HN Discussion: The thread was surprisingly heated for a Haskell style-guide post. Applicative advocates defended the conciseness and composability of <$> chains, while do-notation proponents argued that readability trumps elegance in production code. Several commenters noted the debate mirrors older tensions in the Lisp community about macros versus functions.
Other
The Joy of Numbered Streets
Summary: Jarrett Walker’s Human Transit blog makes the case for numbered street grids as an underrated piece of urban infrastructure. Numbered streets provide built-in wayfinding — you always know approximately where you are and how far away your destination is. The post contrasts this with named streets, which carry cultural information but provide no spatial cues, and argues that cities which abandoned numbered grids for honorific naming made navigation harder for everyone.

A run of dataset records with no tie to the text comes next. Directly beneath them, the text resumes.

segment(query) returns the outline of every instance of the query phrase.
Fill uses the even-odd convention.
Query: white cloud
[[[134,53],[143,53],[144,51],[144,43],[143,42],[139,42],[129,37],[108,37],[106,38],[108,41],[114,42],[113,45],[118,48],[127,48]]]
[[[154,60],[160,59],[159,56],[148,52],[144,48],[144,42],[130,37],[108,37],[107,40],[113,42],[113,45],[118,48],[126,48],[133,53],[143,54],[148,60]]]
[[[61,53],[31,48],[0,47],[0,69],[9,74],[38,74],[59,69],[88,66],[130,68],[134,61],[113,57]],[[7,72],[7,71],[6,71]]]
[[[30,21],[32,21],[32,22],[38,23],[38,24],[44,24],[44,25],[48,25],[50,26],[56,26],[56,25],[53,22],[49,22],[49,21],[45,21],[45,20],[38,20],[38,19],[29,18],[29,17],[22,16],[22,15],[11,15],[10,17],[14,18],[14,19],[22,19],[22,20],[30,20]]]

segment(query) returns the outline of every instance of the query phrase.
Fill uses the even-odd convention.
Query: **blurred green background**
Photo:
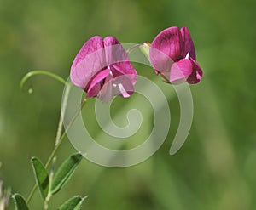
[[[20,81],[28,71],[67,78],[77,52],[94,35],[113,35],[123,43],[151,42],[165,28],[187,26],[204,77],[191,86],[194,121],[182,150],[169,156],[179,122],[172,88],[149,67],[135,64],[167,98],[170,91],[166,142],[148,160],[127,168],[83,160],[50,209],[78,194],[89,196],[82,209],[255,209],[255,9],[253,0],[0,0],[0,176],[5,186],[26,197],[34,184],[30,158],[45,162],[55,142],[63,86],[38,76],[21,90]],[[117,99],[115,114],[122,108],[119,100],[127,101]],[[95,122],[93,103],[84,111],[89,124]],[[150,128],[152,120],[143,126]],[[99,132],[96,126],[90,130]],[[73,152],[66,139],[58,164]],[[37,192],[30,207],[42,205]]]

HN Discussion: Commenters shared examples from cities with strong numbered grids (Salt Lake City, Phoenix, parts of Portland) versus the confusion of purely named systems in older European and East Coast cities. Several people noted that numbered grids correlate with flat, planned cities and are harder to impose on hilly terrain. Someone pointed out that Queens, NYC, has both — numbered streets and named cross-streets — creating a hybrid system that actually works well.
Sweden Goes Back to Basics in Schools
Summary: Undark reports on Sweden’s national pivot away from digital-first education back toward printed textbooks, handwriting, and reduced screen time in schools. After a decade of pushing tablets and laptops into classrooms, Swedish education authorities concluded that digital devices were hurting reading comprehension and writing skills. The policy reversal mandates physical books and handwriting practice, particularly for younger students.
HN Discussion: The thread split predictably. One side argued that “you can put a candy bowl in front of kids and tell them not to touch it, or you can just not put it there” — removing devices is simply more effective than managing distractions. The other side contended this is a discipline problem, not a technology problem, and that laptops can be productive with proper classroom management. A more nuanced take pointed out that “reading a book is different, often better, than reading on a screen, even for adults” — so the question isn’t devices versus no devices, but which medium serves which purpose. One commenter’s ironic contribution: “Learning how to bypass the school’s internet filtering so I could get to flash games probably taught me more than anything in the lessons.”
Inside Nepal’s Fake Rescue Racket
Summary: The Kathmandu Post exposes a scheme where trekking companies in Nepal stage fake mountain rescues to bill travel insurance companies for helicopter evacuations that were never needed. Trekkers are told they’re ill or injured, persuaded to accept helicopter rides, and the companies submit inflated claims. The racket exploits the combination of remote locations, language barriers, and insurance companies’ limited ability to verify incidents on the ground in the Himalayas.
HN Discussion: Commenters debated whether this is a “victimless crime” since insurance companies bear the cost. Pushback was immediate: insurance premiums rise for everyone, and Nepal’s reputation as a trekking destination suffers. One person drew a Fight Club analogy in reverse — if the cost of fraud is low enough for any individual insurer, and the cost of mitigation is in the millions, they’re unlikely to fix it. Others noted that Nepal’s mountain permits are expensive but trekking itself is “mostly just walking from village to village,” making the insurance fraud particularly galling.
Morning brief for 3 April 2026. Stories sourced from the Hacker News front page around 06:00 UTC.